Improve your selfie: Researcher can predict a photo's popularity
(Phys.org) —Want to rack up more views for your selfie? We can't all take our photos with the president, but a new tool developed by an MIT PhD can help us predict how popular our photos will be.
A recent study led by Aditya Khosla, a PhD student at MIT's Computer Science and Artificial Intelligence Lab (CSAIL), extracted info from 2.3 million Flickr photos to develop an algorithm that can reliably predict a photo's viewcount based on both social context and actual image content. (You can go to his research page to upload your own photo and see its relative popularity rating.)
Previous analyses had been able to predict popularity based on a user's relative social influence, but Khosla's algorithm is the first to be able to make meaning out of the complexities of actual image content - elements as specific as color, gradient, and the types of objects depicted.

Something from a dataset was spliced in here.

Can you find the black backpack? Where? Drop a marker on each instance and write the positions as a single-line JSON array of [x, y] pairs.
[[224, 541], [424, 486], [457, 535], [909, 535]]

Khosla uses computational techniques based on "deep learning," an emerging field that has drawn the attention of Facebook and Google for teaching computers how to learn tasks and find patterns on their own.
Among Khosla's data-driven recommendations:
- Use brighter colors (images with yellow and pink were significantly more popular than softer colors on the blue-green spectrum)
- Sex sells (among the 1000 "object classes" analyzed, the ones with the most "positive impact" included bikinis, bras and miniskirts)
- People like people (heatmaps visualizing the contributions of different regions of an image to its popularity skew towards regions that have humans and away from regions with scenery)
- Add tags (Flickr photos with more tags show up more in search and therefore get more views)
At the moment, the algorithm can't predict quite as accurately based on content alone; the fact that a photo is of a person instead of a cup will not be as strong of a predictor of the photo's popularity as, for example, the fact that it was posted by a user who has 5,000 contacts.
Khosla hopes to soon be able to automatically modify an image to make it objectively more popular, much in the same way that he and other CSAIL researchers created an algorithm that can modify your headshot to make it significantly more memorable.